Peut-on apposer des droits à la reproduction numérique d'une œuvre du domaine public ?
Question d'origine :
Bonjour,
Je me suis rendu à l'exposition "Monet, Renoir… Chagall, Voyages en Méditerranée" aux Bassins de lumière à Bordeaux, et quelle ne fût pas ma surprise de voir défiler une liste longue comme le bras de copyrights à la fin de l'exposition.
Monet et Renoir, pour ne parler que d'eux, sont décédés respectivement en 1926 et 1919, 70 ans ont passé depuis la mort de ces artistes et leurs œuvres sont dans le domaine public (voir une explication ici sur le site de France Culture).
Ma question est la suivante : peut-on apposer des droits à la reproduction numérique (photo, scan), fût-elle d'excellente facture et réalisée avec des moyens professionnels, d'une œuvre du domaine public ?

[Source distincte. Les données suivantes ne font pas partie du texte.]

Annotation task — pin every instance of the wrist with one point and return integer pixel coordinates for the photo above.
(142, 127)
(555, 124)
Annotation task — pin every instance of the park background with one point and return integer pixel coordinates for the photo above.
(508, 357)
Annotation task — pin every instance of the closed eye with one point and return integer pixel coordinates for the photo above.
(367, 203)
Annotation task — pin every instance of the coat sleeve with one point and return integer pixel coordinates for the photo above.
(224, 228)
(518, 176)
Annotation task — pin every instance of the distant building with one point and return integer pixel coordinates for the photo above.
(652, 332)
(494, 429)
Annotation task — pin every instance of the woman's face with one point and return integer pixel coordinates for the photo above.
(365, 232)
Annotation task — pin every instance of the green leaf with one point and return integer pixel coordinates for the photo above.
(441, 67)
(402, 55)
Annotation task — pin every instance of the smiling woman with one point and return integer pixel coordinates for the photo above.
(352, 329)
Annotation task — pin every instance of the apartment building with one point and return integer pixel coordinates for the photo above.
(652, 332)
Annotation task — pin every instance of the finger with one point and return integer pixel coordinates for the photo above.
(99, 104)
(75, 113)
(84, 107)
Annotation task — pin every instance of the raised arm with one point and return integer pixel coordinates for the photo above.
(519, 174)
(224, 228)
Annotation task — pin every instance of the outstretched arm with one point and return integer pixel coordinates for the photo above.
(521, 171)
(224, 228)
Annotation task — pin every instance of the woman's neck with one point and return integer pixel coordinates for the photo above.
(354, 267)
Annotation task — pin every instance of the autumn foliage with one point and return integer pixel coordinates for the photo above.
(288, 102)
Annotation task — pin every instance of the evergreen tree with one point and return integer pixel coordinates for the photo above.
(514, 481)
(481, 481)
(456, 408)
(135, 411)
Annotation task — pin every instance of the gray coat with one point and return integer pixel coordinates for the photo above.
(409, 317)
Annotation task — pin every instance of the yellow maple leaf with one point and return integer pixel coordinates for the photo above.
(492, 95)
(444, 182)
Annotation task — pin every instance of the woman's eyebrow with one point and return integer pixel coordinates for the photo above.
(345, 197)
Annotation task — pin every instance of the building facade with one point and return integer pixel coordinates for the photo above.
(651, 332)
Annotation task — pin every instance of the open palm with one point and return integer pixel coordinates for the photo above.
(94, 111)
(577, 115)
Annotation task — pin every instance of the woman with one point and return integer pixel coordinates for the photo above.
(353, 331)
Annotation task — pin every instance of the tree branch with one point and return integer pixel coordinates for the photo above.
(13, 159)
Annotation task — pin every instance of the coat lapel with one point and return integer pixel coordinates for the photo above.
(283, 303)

Question annexe : n'est-ce pas aussi la mission des musées, bibliothèques, etc. de fournir au public des versions numériques gratuites et libres de droit des œuvres du domaine public, quand cela est techniquement possible et intéressant pour le public ?
Réponse du Guichet

Les institutions culturelles que sont les musées et les bibliothèques assurent une mission de diffusion de la connaissance et du patrimoine pour tous, en déployant notamment des outils de diffusion numérique valorisant leurs collections.

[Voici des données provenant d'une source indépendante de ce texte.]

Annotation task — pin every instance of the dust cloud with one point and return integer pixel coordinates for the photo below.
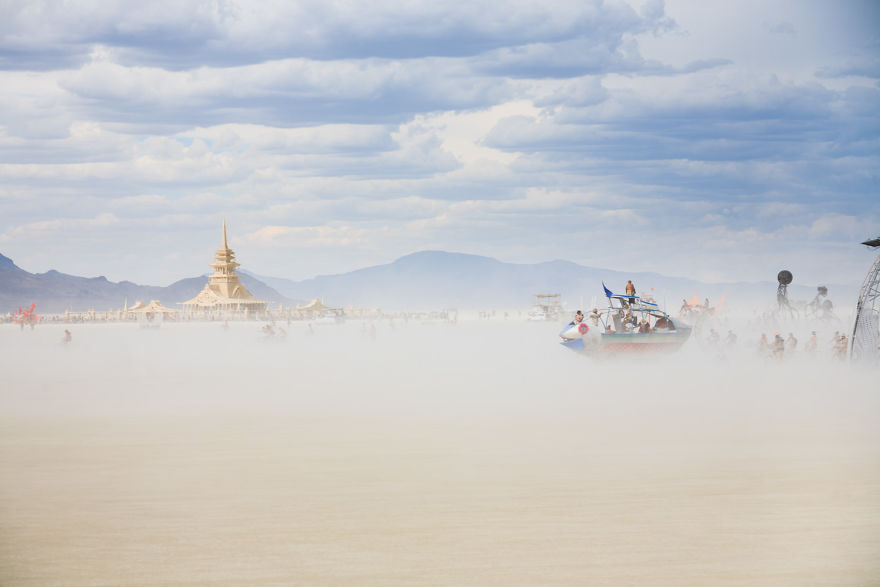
(479, 453)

Ces outils en ligne, très variés, accessibles gratuitement, s’adressent à tout usager, du curieux au spécialiste. Cependant l'usage de ces collections numériques n'est pas forcément libre de droit.
Bonjour,
Votre question annexe porte sur le rôle des musées et des bibliothèques quant à la diffusion gratuite d’œuvres numériques tombées dans le domaine public.
- Concernant tout d’abord la mission de diffusion numérique des musées.
Comme l’indique le site du Ministère de la Culture, la loi du 4 janvier 2002 édicte le rôle patrimonial des musées (conserver, étudier, enrichir les collections) mais affirme également leurs missions d'éducation et de diffusion de la connaissance.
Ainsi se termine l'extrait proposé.